The complication of excessive milk production was reported at a significantly lower rate in the silicone group (0.6% of single births) than in the saline group (1.3% of single births). Further study is needed to determine if this difference is clinically meaningful, given the relatively low number of reported events (<1.5% or <20 events in any group).

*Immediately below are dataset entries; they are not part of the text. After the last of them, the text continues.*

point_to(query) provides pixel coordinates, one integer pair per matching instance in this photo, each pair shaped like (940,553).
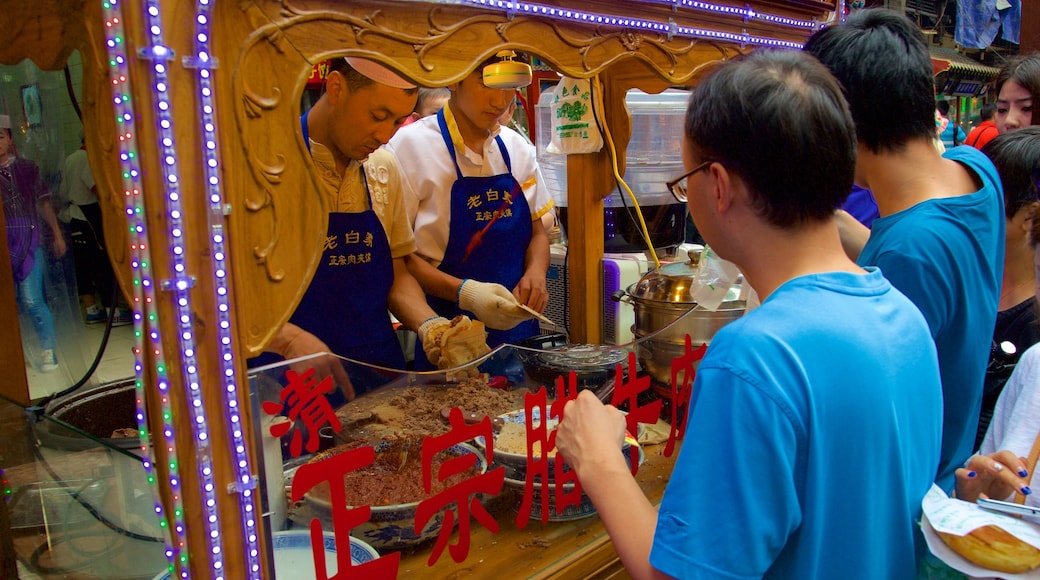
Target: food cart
(193,138)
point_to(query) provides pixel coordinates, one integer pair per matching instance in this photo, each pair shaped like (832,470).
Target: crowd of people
(884,358)
(816,474)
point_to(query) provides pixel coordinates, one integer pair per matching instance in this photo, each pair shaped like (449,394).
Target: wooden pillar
(590,179)
(1030,32)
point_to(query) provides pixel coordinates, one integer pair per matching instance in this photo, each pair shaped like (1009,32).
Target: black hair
(1024,70)
(355,80)
(987,111)
(1016,155)
(427,94)
(882,61)
(777,119)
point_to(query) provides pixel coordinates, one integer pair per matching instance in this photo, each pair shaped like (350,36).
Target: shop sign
(303,401)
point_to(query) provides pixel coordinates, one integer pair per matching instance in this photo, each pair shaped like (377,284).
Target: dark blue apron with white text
(345,304)
(490,232)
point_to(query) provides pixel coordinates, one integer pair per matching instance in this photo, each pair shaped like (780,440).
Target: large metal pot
(665,314)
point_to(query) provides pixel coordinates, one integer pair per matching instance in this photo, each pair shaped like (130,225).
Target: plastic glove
(492,304)
(453,343)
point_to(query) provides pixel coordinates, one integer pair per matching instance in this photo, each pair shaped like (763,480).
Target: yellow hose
(621,181)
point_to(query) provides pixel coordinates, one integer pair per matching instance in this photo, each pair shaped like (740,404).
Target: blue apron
(499,256)
(345,304)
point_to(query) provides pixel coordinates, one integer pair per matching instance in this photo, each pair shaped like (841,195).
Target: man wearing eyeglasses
(801,406)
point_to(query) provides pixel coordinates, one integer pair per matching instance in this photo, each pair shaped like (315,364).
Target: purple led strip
(181,283)
(746,12)
(143,293)
(670,28)
(244,483)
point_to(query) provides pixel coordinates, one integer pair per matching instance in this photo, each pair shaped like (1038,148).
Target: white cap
(379,73)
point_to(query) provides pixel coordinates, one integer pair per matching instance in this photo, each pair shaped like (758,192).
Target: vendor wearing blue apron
(477,198)
(362,274)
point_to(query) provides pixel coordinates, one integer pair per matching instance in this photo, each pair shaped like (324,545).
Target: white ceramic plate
(294,560)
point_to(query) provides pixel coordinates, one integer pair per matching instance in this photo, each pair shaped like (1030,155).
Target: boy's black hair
(778,120)
(882,61)
(1016,155)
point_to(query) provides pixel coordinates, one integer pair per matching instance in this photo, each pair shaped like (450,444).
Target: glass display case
(80,502)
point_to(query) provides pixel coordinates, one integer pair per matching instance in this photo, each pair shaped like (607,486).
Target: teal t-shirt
(947,257)
(812,437)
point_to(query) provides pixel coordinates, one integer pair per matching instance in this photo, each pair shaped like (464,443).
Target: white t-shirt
(77,185)
(346,192)
(1016,417)
(430,175)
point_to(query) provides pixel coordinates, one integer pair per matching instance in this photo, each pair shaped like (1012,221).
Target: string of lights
(143,291)
(669,27)
(203,62)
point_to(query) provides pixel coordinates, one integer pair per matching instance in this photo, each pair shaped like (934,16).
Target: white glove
(492,304)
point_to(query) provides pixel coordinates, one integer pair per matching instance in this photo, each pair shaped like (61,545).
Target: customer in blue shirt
(814,423)
(940,235)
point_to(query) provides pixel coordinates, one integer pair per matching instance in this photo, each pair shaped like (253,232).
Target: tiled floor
(80,346)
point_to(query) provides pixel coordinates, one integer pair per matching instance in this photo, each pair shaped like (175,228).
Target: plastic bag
(715,278)
(574,128)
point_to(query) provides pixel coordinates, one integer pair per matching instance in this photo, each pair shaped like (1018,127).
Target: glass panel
(76,506)
(387,450)
(61,272)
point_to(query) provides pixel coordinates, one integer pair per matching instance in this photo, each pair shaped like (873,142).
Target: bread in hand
(993,548)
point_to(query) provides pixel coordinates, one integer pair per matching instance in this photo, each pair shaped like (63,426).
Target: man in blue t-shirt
(815,419)
(939,237)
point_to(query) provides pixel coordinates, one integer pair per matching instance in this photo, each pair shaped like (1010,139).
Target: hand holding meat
(302,343)
(453,343)
(492,304)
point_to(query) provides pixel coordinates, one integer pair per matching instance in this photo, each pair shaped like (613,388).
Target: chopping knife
(536,314)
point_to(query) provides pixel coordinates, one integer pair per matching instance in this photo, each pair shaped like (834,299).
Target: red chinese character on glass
(682,391)
(306,400)
(628,391)
(465,494)
(332,471)
(566,488)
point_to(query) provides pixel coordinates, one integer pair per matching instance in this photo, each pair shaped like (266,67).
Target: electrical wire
(617,174)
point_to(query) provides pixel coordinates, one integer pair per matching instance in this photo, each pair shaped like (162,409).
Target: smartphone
(1008,507)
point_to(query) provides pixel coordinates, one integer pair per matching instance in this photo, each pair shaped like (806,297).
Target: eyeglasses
(678,185)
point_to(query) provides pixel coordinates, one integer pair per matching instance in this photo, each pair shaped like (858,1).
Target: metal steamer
(665,313)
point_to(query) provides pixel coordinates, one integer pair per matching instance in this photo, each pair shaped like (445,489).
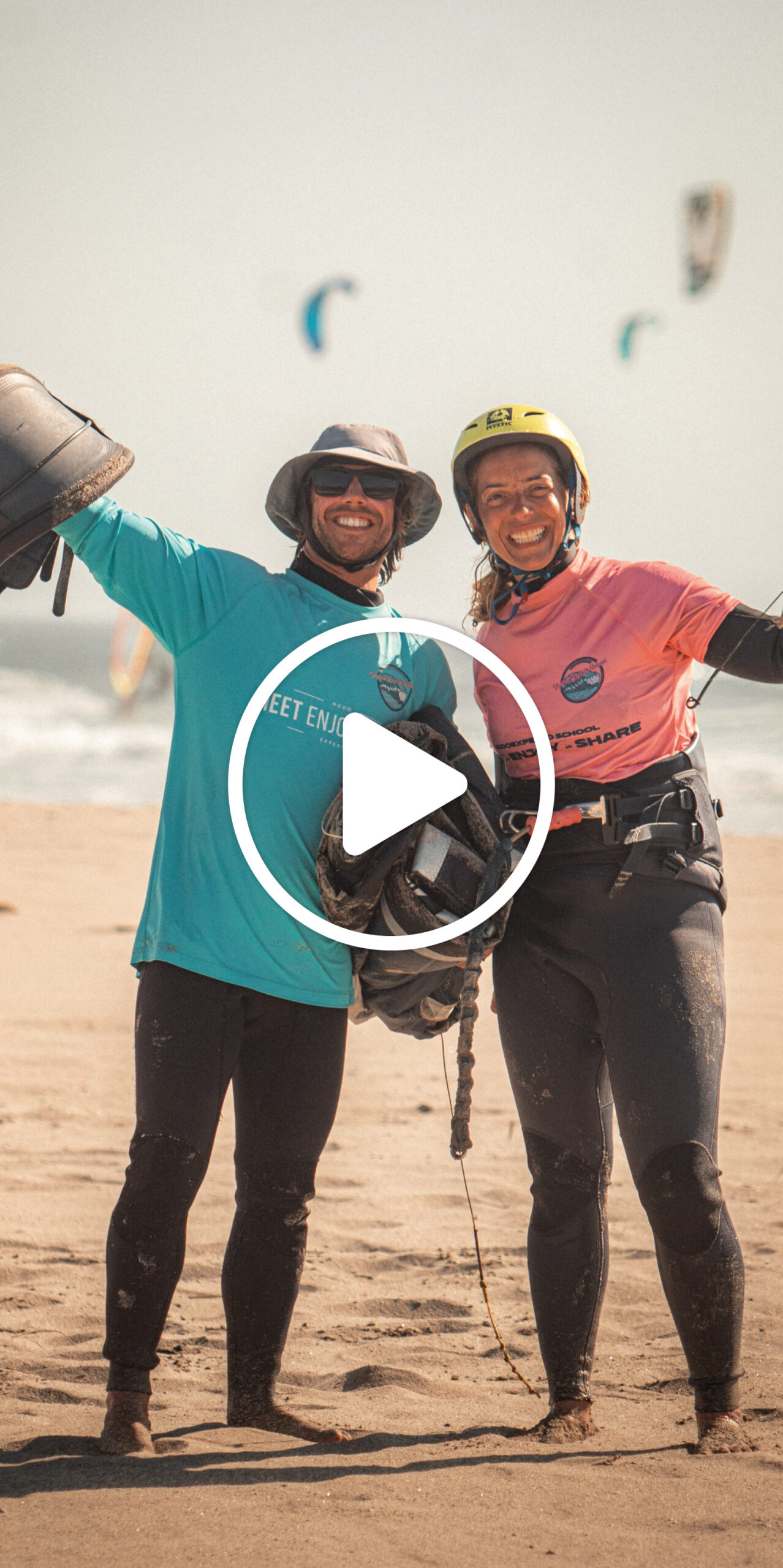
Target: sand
(390,1335)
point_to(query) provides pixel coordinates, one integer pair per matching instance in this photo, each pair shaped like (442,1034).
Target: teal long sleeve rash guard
(228,622)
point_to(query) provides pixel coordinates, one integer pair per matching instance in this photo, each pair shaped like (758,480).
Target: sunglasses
(377,483)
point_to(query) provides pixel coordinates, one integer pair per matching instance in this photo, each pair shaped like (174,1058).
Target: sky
(504,184)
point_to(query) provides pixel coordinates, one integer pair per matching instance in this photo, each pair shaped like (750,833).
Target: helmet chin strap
(336,560)
(524,584)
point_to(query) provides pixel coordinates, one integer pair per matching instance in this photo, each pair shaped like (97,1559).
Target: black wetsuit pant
(284,1062)
(624,996)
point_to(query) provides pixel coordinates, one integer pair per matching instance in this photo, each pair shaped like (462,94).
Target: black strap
(62,582)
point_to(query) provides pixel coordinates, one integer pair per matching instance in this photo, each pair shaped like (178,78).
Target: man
(231,987)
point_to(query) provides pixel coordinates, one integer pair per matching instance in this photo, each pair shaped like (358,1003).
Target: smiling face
(352,527)
(521,502)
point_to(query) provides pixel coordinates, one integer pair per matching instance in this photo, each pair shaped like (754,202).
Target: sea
(66,737)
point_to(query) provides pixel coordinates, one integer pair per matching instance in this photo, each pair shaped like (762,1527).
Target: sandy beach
(392,1335)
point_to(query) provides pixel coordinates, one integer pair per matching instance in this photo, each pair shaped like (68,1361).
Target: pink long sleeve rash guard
(606,650)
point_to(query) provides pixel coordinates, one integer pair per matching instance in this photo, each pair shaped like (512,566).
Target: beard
(374,556)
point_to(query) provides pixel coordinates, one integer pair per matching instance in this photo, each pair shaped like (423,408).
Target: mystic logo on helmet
(581,679)
(395,686)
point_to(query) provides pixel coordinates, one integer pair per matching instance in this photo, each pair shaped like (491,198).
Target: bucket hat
(357,444)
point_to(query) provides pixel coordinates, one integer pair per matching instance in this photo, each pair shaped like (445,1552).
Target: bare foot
(126,1429)
(569,1421)
(267,1416)
(721,1434)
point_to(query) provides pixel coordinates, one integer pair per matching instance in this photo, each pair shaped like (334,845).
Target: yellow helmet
(518,422)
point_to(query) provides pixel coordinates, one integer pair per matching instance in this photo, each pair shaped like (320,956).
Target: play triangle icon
(387,785)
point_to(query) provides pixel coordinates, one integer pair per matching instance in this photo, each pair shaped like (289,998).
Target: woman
(609,979)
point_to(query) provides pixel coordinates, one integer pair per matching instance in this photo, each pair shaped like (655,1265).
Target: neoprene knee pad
(272,1202)
(161,1183)
(681,1196)
(564,1183)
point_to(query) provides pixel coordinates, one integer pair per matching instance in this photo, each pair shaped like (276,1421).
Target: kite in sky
(708,228)
(312,309)
(625,344)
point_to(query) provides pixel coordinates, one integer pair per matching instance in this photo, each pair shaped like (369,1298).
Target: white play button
(387,783)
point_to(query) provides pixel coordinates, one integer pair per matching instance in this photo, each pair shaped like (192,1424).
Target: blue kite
(312,309)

Several limitations of the current analysis should be noted. The results of this study are limited to Allergan breast implants. While both smooth and textured round implants were included in the study, textured devices accounted for only 8.8% of silicone and 2.9% of saline implants.12 This imbalance did not allow for meaningful comparisons between textured and smooth devices. Mother-reported complications of insufficient milk production may be subjective and variable. However, standardized objective measures of milk production are not available. Furthermore, retrospective surveys are limited by the possibility that subjects’ recall of past events may not be accurate. Complications with breast-feeding prior to breast augmentation were based on recall of events that may have occurred many years in the past. Complications reported after breast augmentation were based on subject’s recall after they had completed breast-feeding. It is therefore possible that some complications may be underreported.
CONCLUSIONS
In this large group of women who underwent primary breast augmentation, most were able to successfully breast-feed their infants without complications. Lactation complications were similar between the silicone and saline groups regardless of incision type, implant placement, implant size, or age. The incidence of lactation complications was comparable to reports of such complications in the general population of women who elect to breast-feed. These findings from BIFS-001 indicate a positive outlook for the ability of women to breast-feed after primary breast augmentation.
Disclosures
Dr Jewell has served as a consultant for Allergan plc, NewBeauty magazine, Merz, and Solta; has received research funding through grants or contracts from Allergan plc, Mentor, Pfizer-Excaliard, and Solta; and holds patents or has patents pending with AorTech and Pfizer-Excaliard. Dr Edwards is a consultant for Allergan plc, Pacira, and TouchMD. Ms Murphy was an employee of Allergan plc at the time of this study and manuscript preparation and owns stock in the company. Dr Schumacher is an employee of Allergan plc and owns stock in the company.
Funding
Allergan plc, Dublin, Ireland funded editorial support for this article. Writing and editorial assistance was provided to the authors by Peloton Advantage, Parsippany, NJ. Data collection and writing of the manuscript was performed by the principal author with the assistance of his coauthors and without funding support.